AOB in full is assignment of benefits. It is the situation where a patient asks that their health benefit be given to them so that they can give it to the doctor. This is mostly so that they can reduce the debt owed to the doctor. This therefore means that the insurance will make payments directly to the person named by the patient in the AOB request form.
How to make an AOB request If you want to make an AOB request you will need to fill out a form. The form should be duly signed by the patient and the doctor. The patient allows the insurance to pay their benefits directly to the doctor named in the form.
Who can get an AOB? Not every patient has the right to an AOB. If they are not, they will not be able to get their benefits transferred even after they have signed a form. The insurance company in this case, will only make the payments if the state mandates that it does. The AOB can be paid on a claim after claim basis. If the patient has no contractual right to send his benefits to another person, and the state mandates that they receive the benefits, the insurance provider will send the benefits to the patient and they can then be billed by the doctor or hospital.

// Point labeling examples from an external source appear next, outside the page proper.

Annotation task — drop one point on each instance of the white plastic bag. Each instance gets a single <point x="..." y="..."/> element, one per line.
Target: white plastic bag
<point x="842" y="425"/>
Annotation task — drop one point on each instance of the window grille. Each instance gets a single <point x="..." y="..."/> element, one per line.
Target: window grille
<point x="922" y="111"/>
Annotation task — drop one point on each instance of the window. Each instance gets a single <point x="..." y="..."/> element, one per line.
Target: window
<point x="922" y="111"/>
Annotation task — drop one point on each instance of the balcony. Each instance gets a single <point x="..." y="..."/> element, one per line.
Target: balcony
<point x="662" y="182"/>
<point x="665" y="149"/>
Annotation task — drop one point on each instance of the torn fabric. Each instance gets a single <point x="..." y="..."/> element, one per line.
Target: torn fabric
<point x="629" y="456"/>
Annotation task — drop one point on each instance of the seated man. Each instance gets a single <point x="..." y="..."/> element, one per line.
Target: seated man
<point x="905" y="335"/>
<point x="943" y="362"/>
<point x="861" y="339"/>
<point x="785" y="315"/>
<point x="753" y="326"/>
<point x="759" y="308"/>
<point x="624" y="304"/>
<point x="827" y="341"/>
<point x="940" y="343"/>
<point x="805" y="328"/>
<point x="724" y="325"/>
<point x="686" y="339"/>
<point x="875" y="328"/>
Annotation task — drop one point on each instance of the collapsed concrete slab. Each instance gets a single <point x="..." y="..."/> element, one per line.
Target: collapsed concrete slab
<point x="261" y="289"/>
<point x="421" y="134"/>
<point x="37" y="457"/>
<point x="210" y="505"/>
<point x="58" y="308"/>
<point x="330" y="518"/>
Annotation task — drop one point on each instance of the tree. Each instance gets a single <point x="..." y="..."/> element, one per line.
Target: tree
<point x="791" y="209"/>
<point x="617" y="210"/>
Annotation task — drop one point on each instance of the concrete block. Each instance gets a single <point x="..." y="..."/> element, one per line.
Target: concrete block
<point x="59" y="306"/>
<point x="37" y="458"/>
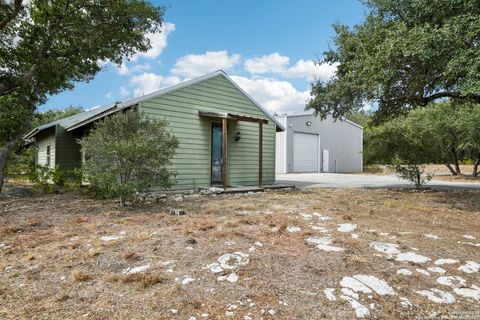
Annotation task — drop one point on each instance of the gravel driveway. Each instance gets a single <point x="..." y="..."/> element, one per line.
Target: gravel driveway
<point x="342" y="180"/>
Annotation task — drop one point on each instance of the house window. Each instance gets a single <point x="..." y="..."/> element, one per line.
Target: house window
<point x="48" y="156"/>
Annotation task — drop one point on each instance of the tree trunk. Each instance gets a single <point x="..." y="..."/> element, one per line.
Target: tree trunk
<point x="4" y="154"/>
<point x="455" y="160"/>
<point x="452" y="171"/>
<point x="476" y="164"/>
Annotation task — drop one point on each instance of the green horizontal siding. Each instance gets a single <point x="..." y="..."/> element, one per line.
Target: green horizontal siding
<point x="192" y="159"/>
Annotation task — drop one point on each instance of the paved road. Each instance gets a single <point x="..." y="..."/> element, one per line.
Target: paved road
<point x="341" y="180"/>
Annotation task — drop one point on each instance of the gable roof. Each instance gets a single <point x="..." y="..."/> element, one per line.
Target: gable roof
<point x="81" y="119"/>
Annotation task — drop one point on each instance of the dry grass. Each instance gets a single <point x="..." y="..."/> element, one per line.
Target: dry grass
<point x="54" y="265"/>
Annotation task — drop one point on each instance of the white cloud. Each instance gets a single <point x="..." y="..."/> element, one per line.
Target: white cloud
<point x="148" y="82"/>
<point x="194" y="65"/>
<point x="158" y="41"/>
<point x="273" y="94"/>
<point x="309" y="70"/>
<point x="124" y="69"/>
<point x="123" y="92"/>
<point x="274" y="62"/>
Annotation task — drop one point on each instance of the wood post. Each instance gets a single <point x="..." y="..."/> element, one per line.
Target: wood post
<point x="260" y="154"/>
<point x="224" y="153"/>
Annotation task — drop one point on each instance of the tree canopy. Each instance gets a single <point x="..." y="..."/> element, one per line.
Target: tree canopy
<point x="48" y="46"/>
<point x="406" y="54"/>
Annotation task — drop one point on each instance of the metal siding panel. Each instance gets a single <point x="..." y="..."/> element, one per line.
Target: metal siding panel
<point x="342" y="139"/>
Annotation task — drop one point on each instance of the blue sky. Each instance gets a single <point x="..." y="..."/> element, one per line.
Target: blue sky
<point x="267" y="47"/>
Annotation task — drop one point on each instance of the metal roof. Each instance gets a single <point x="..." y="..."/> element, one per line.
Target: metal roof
<point x="86" y="117"/>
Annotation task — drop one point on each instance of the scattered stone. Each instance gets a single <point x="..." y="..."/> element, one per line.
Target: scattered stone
<point x="470" y="267"/>
<point x="404" y="302"/>
<point x="232" y="278"/>
<point x="136" y="269"/>
<point x="412" y="257"/>
<point x="440" y="262"/>
<point x="473" y="292"/>
<point x="378" y="285"/>
<point x="437" y="270"/>
<point x="355" y="285"/>
<point x="387" y="248"/>
<point x="404" y="272"/>
<point x="452" y="281"/>
<point x="177" y="212"/>
<point x="293" y="229"/>
<point x="424" y="272"/>
<point x="329" y="293"/>
<point x="186" y="280"/>
<point x="323" y="244"/>
<point x="346" y="227"/>
<point x="437" y="296"/>
<point x="111" y="238"/>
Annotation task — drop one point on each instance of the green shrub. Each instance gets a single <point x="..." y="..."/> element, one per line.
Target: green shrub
<point x="126" y="153"/>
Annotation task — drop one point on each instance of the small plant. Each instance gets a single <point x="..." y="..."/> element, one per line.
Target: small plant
<point x="413" y="173"/>
<point x="128" y="153"/>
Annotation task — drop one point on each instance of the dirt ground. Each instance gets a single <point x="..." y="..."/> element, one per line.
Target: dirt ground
<point x="333" y="254"/>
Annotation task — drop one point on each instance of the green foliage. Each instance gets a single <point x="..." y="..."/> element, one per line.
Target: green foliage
<point x="404" y="55"/>
<point x="48" y="46"/>
<point x="126" y="153"/>
<point x="413" y="173"/>
<point x="444" y="133"/>
<point x="21" y="163"/>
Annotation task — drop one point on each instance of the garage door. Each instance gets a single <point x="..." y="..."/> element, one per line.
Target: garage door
<point x="305" y="152"/>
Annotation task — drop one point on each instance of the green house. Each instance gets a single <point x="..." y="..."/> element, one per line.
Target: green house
<point x="226" y="138"/>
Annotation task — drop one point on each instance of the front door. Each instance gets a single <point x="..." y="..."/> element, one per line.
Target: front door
<point x="216" y="154"/>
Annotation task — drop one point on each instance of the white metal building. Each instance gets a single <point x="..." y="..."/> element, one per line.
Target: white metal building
<point x="311" y="145"/>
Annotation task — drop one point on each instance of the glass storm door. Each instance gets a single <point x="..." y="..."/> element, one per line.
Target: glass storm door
<point x="216" y="153"/>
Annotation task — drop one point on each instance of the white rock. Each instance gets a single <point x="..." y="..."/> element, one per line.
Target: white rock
<point x="379" y="286"/>
<point x="412" y="257"/>
<point x="470" y="267"/>
<point x="215" y="267"/>
<point x="388" y="248"/>
<point x="346" y="227"/>
<point x="424" y="272"/>
<point x="360" y="310"/>
<point x="349" y="292"/>
<point x="230" y="261"/>
<point x="232" y="278"/>
<point x="111" y="238"/>
<point x="293" y="229"/>
<point x="437" y="296"/>
<point x="186" y="280"/>
<point x="437" y="270"/>
<point x="440" y="262"/>
<point x="355" y="285"/>
<point x="404" y="302"/>
<point x="136" y="269"/>
<point x="404" y="272"/>
<point x="330" y="294"/>
<point x="452" y="281"/>
<point x="473" y="292"/>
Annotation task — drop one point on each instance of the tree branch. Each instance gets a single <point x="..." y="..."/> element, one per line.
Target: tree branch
<point x="17" y="6"/>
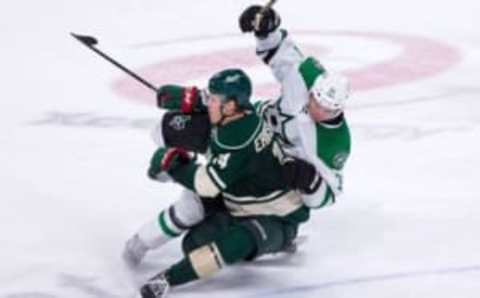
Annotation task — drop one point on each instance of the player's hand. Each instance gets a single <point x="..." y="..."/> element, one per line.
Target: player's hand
<point x="172" y="97"/>
<point x="166" y="160"/>
<point x="301" y="175"/>
<point x="261" y="24"/>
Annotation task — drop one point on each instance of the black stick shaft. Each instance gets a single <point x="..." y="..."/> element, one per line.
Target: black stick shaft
<point x="111" y="60"/>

What if the provider does not accept AOB? Some health providers do not accept assignment of benefits. If that is the case, then the payment of the health benefits is sent to the patient or the insurance member. Which services mostly allow for AOB? There are certain services which will always allow for an AOB. These services include; clinical diagnostic laboratory services, ambulance services, drugs and biological services, physician services, physician assistant services for instance nurse and social services.
How does AOB work? After the patient and the doctor agree on the AOB it means something for both parties. For the patient it means that the patient has agreed for the insurance to pay the doctor his/her benefits as stipulated in the coverage determined by the insurance. For the provider it means that they agree to accept the allowable that the insurance provides to the claim as paid in full. This means that the insurance will not bill the patient more than his co-pay or deductible amount. Some insurance companies allow the provider to bill 15% more on the allowable. The provider can appeal or request for a review if they do not agree with the amount approved by the insurance but the patient will not be billed for the difference between the allowed and the billed amount.